Lynch se tomó un respiro creativo y realizó un panorama de locura con “Lost Highway” (1997), que fusionaba varios niveles narrativos en una pesadilla de Los Ángeles. Debido a que Lynch utilizó una canción de Rammstein para la película, la banda se convirtió en un fenómeno internacional. “Straight Story” parecía una saludable excepción a todo el material inquietante de 1999, pero el núcleo espiritual escondido en esta melancólica historia de hermanos se puede encontrar en todas las películas del director.
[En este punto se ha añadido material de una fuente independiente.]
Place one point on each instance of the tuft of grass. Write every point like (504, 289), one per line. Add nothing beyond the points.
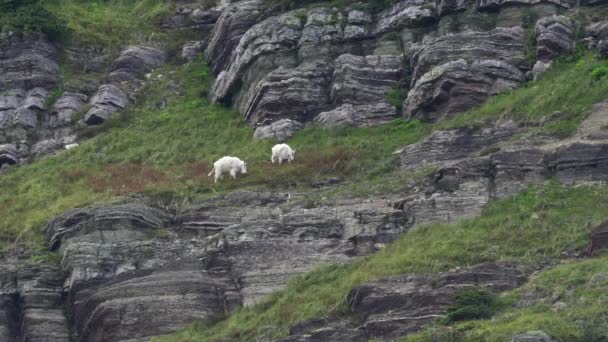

Lynch desde el principio se hizo conocido como un defensor de la Meditación Trascendental y más tarde se convirtió en uno de sus embajadores más famosos.
Con “Mulholland Drive”, en realidad planeada como una serie de televisión como “Twin Peaks”, Lynch encontró en 2001 la clave para reunir todos sus temas y motivos en una inteligente variación de género. El director convirtió a Naomi Watts en una estrella de cine. Inicialmente recibió críticas muy variadas por parte de los críticos de cine, pero la versión moderna de “Sunset Boulevard” se convirtió en una de las favoritas entre los cineastas. En la lista de las 100 mejores películas de “Sight And Sound”, elegida por los críticos cada 10 años, la película ocupa el octavo lugar. En 2006, Lynch siguió con “Inland Empire”, un experimento filmado digitalmente por primera vez y completamente dedicado a su actriz de “Blue Velvet”, Laura Dern.
Ya no es posible determinar si Lynch se interesó cada vez menos por el cine (como él mismo dijo varias veces) o si ya no se produjeron películas. Posteriormente, el artista se concentró más en pintar y crear muebles. También encontró un campo de actividad que lo llenó como músico: recientemente hubo otro álbum con la cantante Chrysta Bell. Pero un golpe de suerte surgió cuando surgió la oportunidad de montar una especie de secuela de “Twin Peaks”. 18 episodios, todos dirigidos por el propio Lynch, una retrospectiva y una meditación, por así decirlo, sobre todo lo que mantenía unido el material en su núcleo.
David Lynch, que estuvo casado cuatro veces, deja dos hijas y dos hijos y una obra artística incomparable.